Skip to main content

Structured data insights

Structured insights extract data in a predefined JSON schema format, providing consistent, machine-readable results perfect for analytics, dashboards, and downstream processing.

When to use structured insights

Choose structured insights when you need:

  • Quantitative Metrics - Scores, ratings, counts, percentages.
  • Categorical Data - Status values, types, priorities, classifications.
  • Boolean Flags - Yes/no decisions, presence checks, compliance indicators.
  • Consistent Format - Data that feeds into databases, dashboards, or analytics systems.
  • Multiple Related Fields - Complex data with multiple attributes.
Use CaseUnstructuredStructured
Open-ended summaries
Sentiment scoring (1-5)
Issue categorization
Descriptive analysis
Compliance flags
Dashboard metrics

Creating a structured insight

Step 1: Start creating an insight

  1. Navigate to AI Insights in the Portal.
  2. Click Create Insight.
  3. Enter a name and basic instructions.
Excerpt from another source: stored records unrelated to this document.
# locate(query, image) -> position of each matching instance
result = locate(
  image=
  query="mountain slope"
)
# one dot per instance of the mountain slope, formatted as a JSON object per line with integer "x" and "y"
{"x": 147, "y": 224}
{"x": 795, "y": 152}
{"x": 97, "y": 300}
Step 2: Enable structured data mode

Click the Collect as structured data button to reveal the schema configuration interface.

Structured Data Mode

Step 3: Define parameters

For each piece of data you want to extract, add a parameter with:

  1. Name - The field name in the JSON output (e.g., sentiment_score, issue_type).
  2. Type - The data type (string, number, boolean, etc.).
  3. Required - Whether this field must always be present.
  4. Description - Instructions for extracting this specific field.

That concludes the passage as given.